Später entstand während eines längeren Aufenthaltes in Kalifornien eine weitere Dokumentation eines vergleichbaren Ortes mit ähnlichen Voraussetzungen in derselben Herangehensweise. Die Idee ist nun, die Bilder beider Orte einander gegenüberzustellen. Dies kann entweder an die obige Konzeption als Block angehängt oder als eigenständige Präsentation gestaltet werden. Auf den ersten Blick entsteht der Eindruck, daß alle Bilder aus derselben Gegend stammen. Die tatsächliche geographische Entfernung der beiden Orte wird erst bei näherem Hinsehen erkennbar.

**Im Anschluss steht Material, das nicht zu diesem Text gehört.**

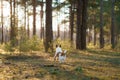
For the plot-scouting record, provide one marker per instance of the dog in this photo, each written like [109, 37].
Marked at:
[62, 56]
[57, 52]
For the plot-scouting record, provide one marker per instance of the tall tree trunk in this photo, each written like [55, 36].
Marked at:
[112, 25]
[81, 27]
[2, 21]
[11, 10]
[41, 23]
[25, 16]
[28, 29]
[78, 29]
[101, 25]
[49, 33]
[34, 17]
[84, 24]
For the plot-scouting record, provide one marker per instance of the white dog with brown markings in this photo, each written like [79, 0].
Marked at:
[60, 54]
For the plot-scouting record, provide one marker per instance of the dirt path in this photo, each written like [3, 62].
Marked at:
[87, 65]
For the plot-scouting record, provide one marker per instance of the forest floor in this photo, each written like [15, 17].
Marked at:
[79, 65]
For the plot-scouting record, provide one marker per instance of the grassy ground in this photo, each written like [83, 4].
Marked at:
[79, 65]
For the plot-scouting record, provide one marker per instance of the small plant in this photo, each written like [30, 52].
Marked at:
[54, 71]
[79, 69]
[8, 47]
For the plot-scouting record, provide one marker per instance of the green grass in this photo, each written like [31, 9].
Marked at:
[80, 65]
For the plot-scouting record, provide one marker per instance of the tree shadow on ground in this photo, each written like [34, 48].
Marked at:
[40, 68]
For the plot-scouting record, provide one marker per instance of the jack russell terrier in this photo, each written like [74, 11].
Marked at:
[60, 54]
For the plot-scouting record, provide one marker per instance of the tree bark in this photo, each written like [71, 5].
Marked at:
[112, 25]
[49, 33]
[78, 29]
[34, 17]
[2, 21]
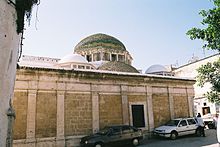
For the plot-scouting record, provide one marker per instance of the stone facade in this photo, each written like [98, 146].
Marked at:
[9, 45]
[58, 107]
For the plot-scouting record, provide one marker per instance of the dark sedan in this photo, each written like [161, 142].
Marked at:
[113, 136]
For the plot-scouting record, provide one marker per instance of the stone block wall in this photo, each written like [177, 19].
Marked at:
[110, 110]
[78, 114]
[161, 109]
[181, 106]
[20, 105]
[57, 108]
[46, 114]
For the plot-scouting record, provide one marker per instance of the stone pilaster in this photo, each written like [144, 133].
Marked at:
[31, 116]
[95, 112]
[125, 109]
[171, 102]
[150, 108]
[190, 96]
[60, 118]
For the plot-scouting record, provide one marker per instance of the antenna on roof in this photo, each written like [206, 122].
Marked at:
[203, 50]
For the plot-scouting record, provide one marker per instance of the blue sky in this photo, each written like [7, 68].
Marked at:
[153, 31]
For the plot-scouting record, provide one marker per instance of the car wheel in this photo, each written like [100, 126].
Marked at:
[98, 145]
[198, 132]
[211, 126]
[173, 135]
[135, 142]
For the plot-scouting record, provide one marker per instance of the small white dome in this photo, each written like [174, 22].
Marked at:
[155, 69]
[73, 58]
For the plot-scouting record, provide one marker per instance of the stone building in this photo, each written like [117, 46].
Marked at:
[57, 105]
[9, 45]
[201, 103]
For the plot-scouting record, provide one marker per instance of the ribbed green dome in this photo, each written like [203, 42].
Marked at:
[99, 40]
[118, 66]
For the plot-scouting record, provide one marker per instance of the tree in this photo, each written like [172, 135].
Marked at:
[210, 34]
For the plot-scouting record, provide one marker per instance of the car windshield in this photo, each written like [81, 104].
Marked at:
[103, 131]
[172, 123]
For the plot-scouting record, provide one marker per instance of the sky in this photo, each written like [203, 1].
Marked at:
[153, 31]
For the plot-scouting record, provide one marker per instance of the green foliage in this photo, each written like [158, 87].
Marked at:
[24, 8]
[210, 34]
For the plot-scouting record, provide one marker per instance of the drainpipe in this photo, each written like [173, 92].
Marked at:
[11, 118]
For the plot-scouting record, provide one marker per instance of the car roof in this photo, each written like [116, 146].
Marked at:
[110, 126]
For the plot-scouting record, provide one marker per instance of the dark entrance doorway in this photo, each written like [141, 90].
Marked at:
[138, 115]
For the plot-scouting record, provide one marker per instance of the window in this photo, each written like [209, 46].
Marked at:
[106, 57]
[138, 115]
[121, 58]
[114, 57]
[205, 110]
[89, 58]
[127, 129]
[116, 131]
[183, 123]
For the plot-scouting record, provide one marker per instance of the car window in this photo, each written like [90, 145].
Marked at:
[127, 129]
[183, 123]
[104, 131]
[172, 123]
[191, 121]
[116, 131]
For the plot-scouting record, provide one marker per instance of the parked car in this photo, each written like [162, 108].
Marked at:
[210, 121]
[113, 136]
[178, 127]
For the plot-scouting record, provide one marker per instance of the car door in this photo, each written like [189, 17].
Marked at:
[182, 128]
[192, 125]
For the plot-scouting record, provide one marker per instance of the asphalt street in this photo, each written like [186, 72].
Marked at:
[185, 141]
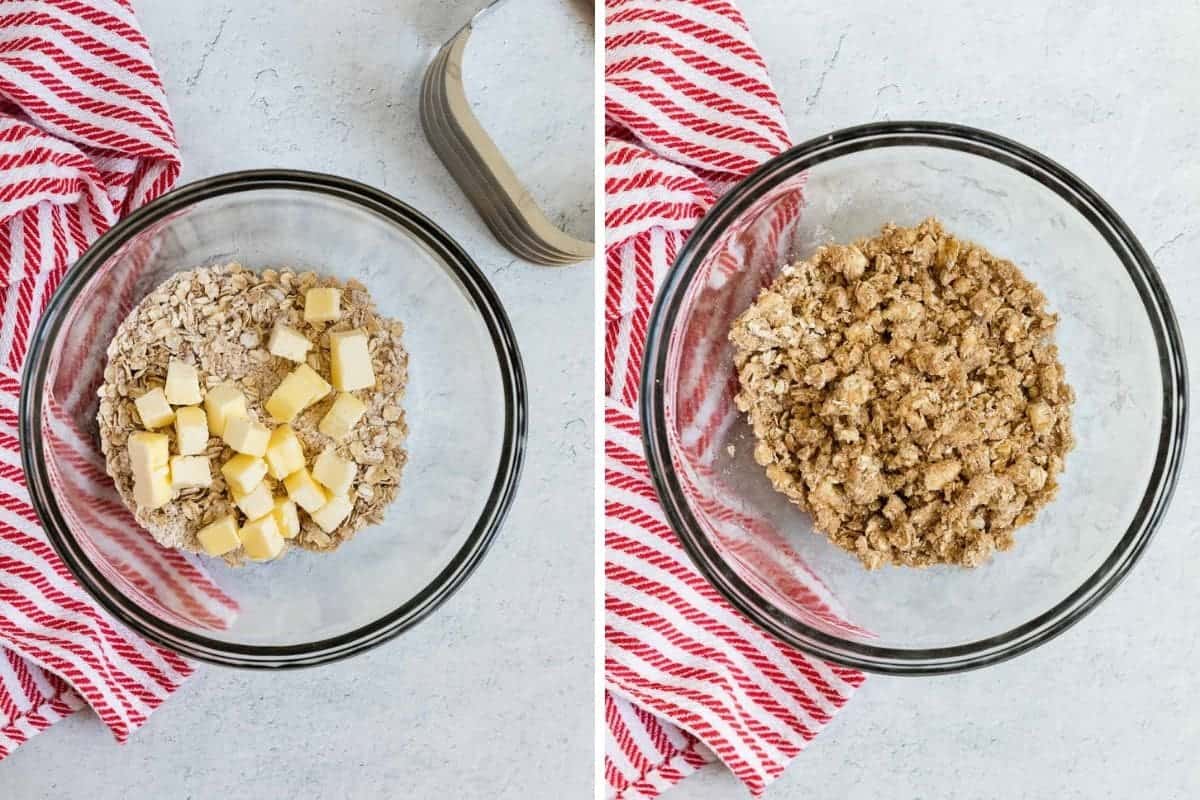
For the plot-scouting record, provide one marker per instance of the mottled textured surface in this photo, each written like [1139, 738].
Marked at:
[492, 696]
[1110, 709]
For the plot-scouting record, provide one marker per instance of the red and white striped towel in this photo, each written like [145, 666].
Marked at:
[84, 138]
[690, 109]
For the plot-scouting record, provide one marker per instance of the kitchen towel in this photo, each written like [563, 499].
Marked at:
[689, 110]
[84, 139]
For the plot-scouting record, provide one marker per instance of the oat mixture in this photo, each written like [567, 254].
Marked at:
[219, 319]
[906, 392]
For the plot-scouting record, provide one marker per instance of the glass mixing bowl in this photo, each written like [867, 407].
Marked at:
[1119, 342]
[465, 404]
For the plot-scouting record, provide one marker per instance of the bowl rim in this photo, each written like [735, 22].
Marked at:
[1169, 341]
[448, 579]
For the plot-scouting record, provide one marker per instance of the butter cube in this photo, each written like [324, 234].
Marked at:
[304, 491]
[285, 455]
[299, 389]
[261, 537]
[257, 503]
[247, 437]
[331, 515]
[191, 431]
[351, 360]
[190, 471]
[287, 519]
[322, 305]
[220, 537]
[153, 489]
[222, 403]
[148, 451]
[311, 380]
[154, 409]
[244, 473]
[288, 343]
[334, 473]
[183, 384]
[342, 416]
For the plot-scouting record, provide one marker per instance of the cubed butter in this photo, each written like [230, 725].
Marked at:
[285, 453]
[322, 305]
[342, 416]
[331, 515]
[351, 360]
[299, 389]
[220, 537]
[304, 491]
[244, 473]
[153, 489]
[247, 437]
[257, 503]
[190, 471]
[148, 451]
[222, 403]
[154, 409]
[191, 431]
[334, 473]
[261, 539]
[288, 343]
[183, 384]
[287, 519]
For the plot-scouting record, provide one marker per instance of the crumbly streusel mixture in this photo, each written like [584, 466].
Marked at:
[905, 391]
[220, 319]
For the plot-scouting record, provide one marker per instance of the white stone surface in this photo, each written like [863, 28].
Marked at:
[1111, 708]
[492, 696]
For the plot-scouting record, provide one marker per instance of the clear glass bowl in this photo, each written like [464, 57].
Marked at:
[1119, 341]
[465, 404]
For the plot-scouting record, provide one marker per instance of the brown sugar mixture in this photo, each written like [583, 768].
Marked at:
[221, 323]
[906, 392]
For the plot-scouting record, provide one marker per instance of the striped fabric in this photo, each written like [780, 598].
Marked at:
[689, 112]
[84, 138]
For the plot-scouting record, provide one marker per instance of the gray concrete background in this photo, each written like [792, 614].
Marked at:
[1110, 709]
[492, 696]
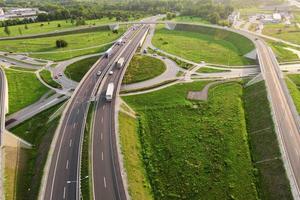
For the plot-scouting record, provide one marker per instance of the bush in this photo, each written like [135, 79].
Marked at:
[61, 43]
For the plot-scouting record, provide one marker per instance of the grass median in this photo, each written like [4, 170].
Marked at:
[46, 76]
[24, 89]
[143, 68]
[39, 132]
[203, 44]
[77, 70]
[195, 149]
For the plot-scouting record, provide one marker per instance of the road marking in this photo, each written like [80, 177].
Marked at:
[104, 180]
[64, 196]
[67, 165]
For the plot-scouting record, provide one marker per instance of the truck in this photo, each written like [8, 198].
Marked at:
[108, 53]
[120, 63]
[109, 92]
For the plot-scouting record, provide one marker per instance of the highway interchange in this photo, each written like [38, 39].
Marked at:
[63, 172]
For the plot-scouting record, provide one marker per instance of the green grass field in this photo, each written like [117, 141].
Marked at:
[142, 68]
[288, 33]
[282, 54]
[293, 84]
[39, 132]
[195, 150]
[204, 44]
[36, 28]
[190, 19]
[46, 76]
[211, 70]
[24, 89]
[77, 70]
[139, 187]
[272, 181]
[78, 44]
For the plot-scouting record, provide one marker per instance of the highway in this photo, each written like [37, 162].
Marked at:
[3, 102]
[284, 113]
[62, 180]
[107, 176]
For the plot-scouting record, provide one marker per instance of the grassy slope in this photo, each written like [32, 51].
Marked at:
[139, 187]
[282, 54]
[24, 88]
[143, 68]
[39, 133]
[211, 70]
[36, 28]
[204, 44]
[290, 33]
[75, 41]
[195, 153]
[293, 84]
[46, 76]
[77, 70]
[271, 177]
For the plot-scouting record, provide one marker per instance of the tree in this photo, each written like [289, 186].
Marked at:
[6, 30]
[61, 43]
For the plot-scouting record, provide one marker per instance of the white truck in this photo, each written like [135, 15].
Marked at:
[120, 63]
[108, 53]
[109, 92]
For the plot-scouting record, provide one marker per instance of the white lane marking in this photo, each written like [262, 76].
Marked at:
[104, 180]
[64, 196]
[67, 165]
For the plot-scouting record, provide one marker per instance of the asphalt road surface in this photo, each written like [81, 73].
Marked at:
[107, 177]
[286, 117]
[62, 181]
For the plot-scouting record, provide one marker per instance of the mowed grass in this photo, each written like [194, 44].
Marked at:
[190, 19]
[272, 181]
[282, 54]
[46, 76]
[288, 33]
[204, 44]
[39, 132]
[142, 68]
[78, 44]
[24, 89]
[195, 150]
[293, 84]
[77, 70]
[52, 26]
[139, 187]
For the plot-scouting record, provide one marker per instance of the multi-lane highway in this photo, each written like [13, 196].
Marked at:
[284, 113]
[107, 177]
[63, 170]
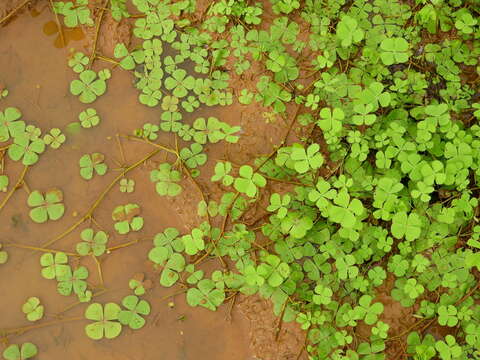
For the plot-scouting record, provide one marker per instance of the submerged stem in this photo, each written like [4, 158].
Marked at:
[12, 190]
[29, 247]
[21, 330]
[100, 198]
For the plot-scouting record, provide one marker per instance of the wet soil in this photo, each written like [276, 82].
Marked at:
[34, 70]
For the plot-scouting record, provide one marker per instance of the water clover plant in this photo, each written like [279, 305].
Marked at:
[105, 323]
[91, 164]
[54, 266]
[193, 156]
[10, 124]
[33, 309]
[249, 181]
[55, 138]
[166, 179]
[92, 243]
[15, 352]
[73, 280]
[26, 150]
[75, 13]
[88, 86]
[139, 284]
[127, 185]
[78, 61]
[179, 82]
[4, 181]
[126, 218]
[89, 118]
[3, 255]
[364, 193]
[394, 51]
[206, 294]
[135, 308]
[46, 206]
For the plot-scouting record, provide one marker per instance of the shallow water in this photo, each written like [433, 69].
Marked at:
[34, 70]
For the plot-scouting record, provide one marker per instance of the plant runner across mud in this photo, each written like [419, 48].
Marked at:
[322, 155]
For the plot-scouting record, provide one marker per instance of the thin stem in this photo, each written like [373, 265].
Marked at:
[120, 147]
[59, 25]
[99, 268]
[121, 246]
[107, 59]
[97, 31]
[71, 306]
[14, 11]
[99, 200]
[21, 246]
[24, 329]
[17, 185]
[146, 141]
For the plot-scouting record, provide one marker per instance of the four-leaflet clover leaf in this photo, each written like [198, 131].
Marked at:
[92, 243]
[193, 156]
[126, 218]
[394, 51]
[127, 185]
[222, 172]
[166, 179]
[194, 242]
[78, 61]
[248, 181]
[448, 349]
[412, 288]
[306, 159]
[73, 281]
[369, 312]
[89, 118]
[54, 266]
[279, 204]
[88, 86]
[139, 285]
[180, 83]
[135, 309]
[25, 149]
[75, 14]
[10, 125]
[33, 309]
[105, 324]
[92, 163]
[408, 226]
[55, 139]
[206, 294]
[15, 352]
[447, 315]
[273, 270]
[323, 295]
[48, 206]
[331, 120]
[348, 31]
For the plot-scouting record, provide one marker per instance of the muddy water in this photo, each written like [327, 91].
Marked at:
[35, 72]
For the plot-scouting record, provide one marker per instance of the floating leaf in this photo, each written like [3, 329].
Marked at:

persönliche anmerkungen 2001

die dargestellten motive sind allesamt keine sehenswürdigkeiten (im engerne sinne). im gegenteil: allzu bekannte oder die üblichen herzeige-motive habe ich bewußt ausgeklammert, um das auge auf andere dinge zu lenken. nichtsdestotrotz bzw. gerade weil ebendiese nicht minder würdig sind, gesehen bzw. gezeigt zu werden. werden doch gerade die naheliegendsten dinge am liebsten übersehen ...

über mehrere jahre hinweg habe ich meinen heimatort photographiert, ohne auf den bildern einen einzigen menschen zu zeigen. ich denke, daß sich der charakter der menschen sehr deutlich darin zeigt, wie sie den ort, an dem sie leben, gestalten. interessant ist in dem zusammenhang die ablehnung, auf die solche bilder immer wieder stoßen.

zwar scheint nach wie vor in vieler hinsicht die zeit stehen geblieben, nicht jedoch manche ihrer (-geist-)erscheinungen.

nicht alte und nicht neue ansichten - nicht mehr neu, aber auch noch nicht so alt. umso erstaunlicher, was sich in der kurzen zeit so getan hat. 12, 13 jahre ist es her und damals schon (oder doch nicht ?) ganz absehbar die rasante entwicklung.

gelegentlich außer kontrolle geraten unerfreulichere erscheinungen auf kosten unwiederbringlicher verlußte. vielleicht aus manchen fehlern gelernt, einiges überdacht und unter kontrolle gebracht, wird eifrig weiter gebaut, niedergerissen, besiedelt, erweitert, etc. wie es weitergeht wird sich erst weisen. wie die stadt in den nächsten jahrzehnten aussehen wird werden wir sehen.

das stadtbild ändert sich schneller als je zuvor. vom land drumherum ist stellenweise nichts mehr übrig. zumindest einige bilder mit 'alten' ansichten von heute (oder vom ende der 80er jahre) werden morgen noch übrig sein. vielleicht wird dann wieder ein bildband publiziert, in den die nächste generation - lachend oder weinend - zurückblicken kann. rückgängig machen kann sie nichts mehr.

erinnerungen & errungenschaften: es sind bilder vom entstehen und verschwinden, vom zerstören und erneuern, von fehlern und von fehlendem. eins weicht dem anderen. verdrängungsmechanismen wirken in vieler hinsicht. schlußendlich wird verdrängt, was (vermeintlich) nicht vermieden werden kann oder konnte.

vergangenheit & zukunft nebeneinander, kontraste & widersprüche, zwischen stadt & land(-schaft), mensch, natur & architektur. himmel & hölle zugleich die kleine welt im paradies samt dazugehöriger vertreibung. immer mehr menschen gelangen in immer weitere ferne - sei es privat auf urlaubsreisen, durch berufsbedingtes pendeln oder aus anderen gründen. freiwillige oder zwangsläufige flucht?

sehen & übersehen - sicherheitshalber ins blickfeld rücken, um bewußt-sein zu erwecken im verschlafenen nest der träumer und utopischen realisten. den blickwinkel verändern, bevor der graue star das bild endgültig verschleiert und die photos gemeinsam mit den menschen und (ihren) erinnerungen verblassen.